What is the power of rain to make Nan feel young again? She doesn’t know. Is there something in the water, in the wine, in the dark, or is it all in her head? She doesn’t care what the explanation is. “Make memories.”

“What?”

“How do you know what will make you happy? In the end? Ask yourself what kind of memory you’re making.”

He is squinting through the rain at her, his hair plastered against his face. “What are you talking about?”

“Remember when you were young, and that old lady hired you to chauffeur her friends from the airport, and you drank too much wine, and stayed out late, and then you danced in the rain?”

“But we’re not…”

Nan waves her arms, barely moving her feet at all. There is the sound of falling rain, and then there is the sound of laughter. She opens her eyes. Howard is dancing, exuberant as the young will be, flailing his arms and legs, fairly wild. It isn’t long at all before the back door slams open and Bay runs down the stairs, spinning in her flowered nightgown, her red hair quickly dampened dark, her skin glistening. The door opens again, and Mavis stands there, saying, “What are you doing? What are you doing?” until she joins them, spinning slow circles and waving her fleshy arms. Ruthie comes to the porch in her robe, buttoned all the way to the lace collar, her face pinched as she scolds them. She begs them to come in, but they continue their dance, until she is at the foot of the stairs, saying, “Are you all crazy?” though she does not go back to the porch or into the house. She doesn’t dance, but she does stop scolding, and before they all go inside, soaked to the skin, trailing puddles into the kitchen, Ruthie smiles.

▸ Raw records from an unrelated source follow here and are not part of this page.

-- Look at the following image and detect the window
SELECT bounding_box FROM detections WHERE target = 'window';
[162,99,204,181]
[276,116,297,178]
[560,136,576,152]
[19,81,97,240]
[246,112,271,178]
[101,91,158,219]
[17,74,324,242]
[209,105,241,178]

Nan tells everyone to leave their wet clothes in the downstairs bathroom; they can be dealt with in the morning. She lends nightgowns to Mavis and Howard. They laugh when he comes out of the bathroom wearing his. She offers hot chocolate to everyone, but thank goodness there are no takers, and they all go, yawning, to their separate beds.

It’s one of those steady rains that last for hours. The windows of the old house are open, because it’s also one of those reasonable rains that does not slant sideways into the room or onto the wooden sills. The sheers billow throughout the night, diaphanous as angels.

The sleepers turn to the accompaniment of squeaky springs; there is soft snoring, the occasional sleep-spoken word; it rains, making fairy ponds in the hosta leaves, dropping blossoms from the foxglove; the little bells fall without a sound. The rain pelts the grass until the grass resists no more and gives up its green perfume to the night; the scent wafts through the house, causing the dreamers to wake and, invigorated by the delicious aroma, make plans for escape of one kind or another before once more sinking into the dark.